Kimberly-Clark reaffirms outlook on robust Q1.


Kimberly-Clark reiterated its full-year outlook on Tuesday, after robust demand for its personal care and hygiene brands helped lift first-quarter earnings.

Kimberly-Clark

Source: Sharecast

The American owner of Huggies, Andrex, Kleenex and Kotex, among others, saw sales rise 2.7% in the first three months of the year, to $4.16bn, surpassing consensus for $4.09bn.

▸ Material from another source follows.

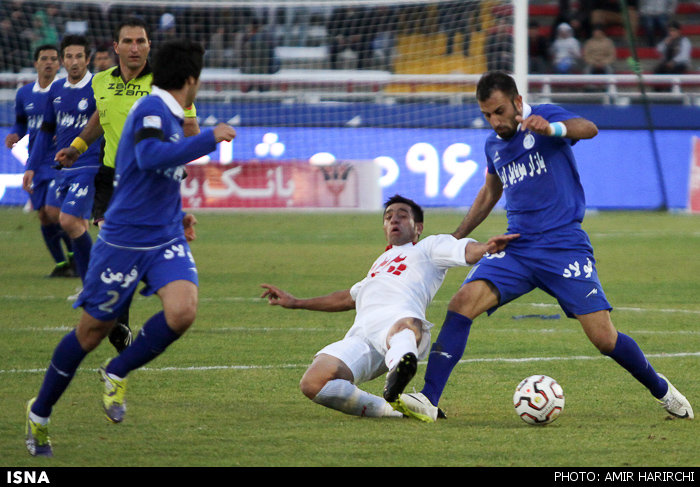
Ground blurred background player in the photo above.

Prices dipped 0.5% while organic sales rose 2.5%.

Adjusted operating profits sparked 3.7% at $732m.

Mike Hsu, chief executive, said: "We continue to deliver solid volume-plus-mix performance while building share momentum despite continued geopolitical and macroeconomic uncertainty.

"We accomplished this by driving consumer-inspired innovation, growing brand love and executing exceptionally well as a team."

Looking to the rest of the year, the Dallas-based company said it expected 2026 organic sales growth "in line to ahead of the weighted average growth in the categories and countries it competes, which for the latest 12 months grew at approximately 2.5%".

Adjusted operating profits were forecast to grow at a mid-to-high single digit rate.

As at 1300 BST, the stock had put on 1% in pre-market trading.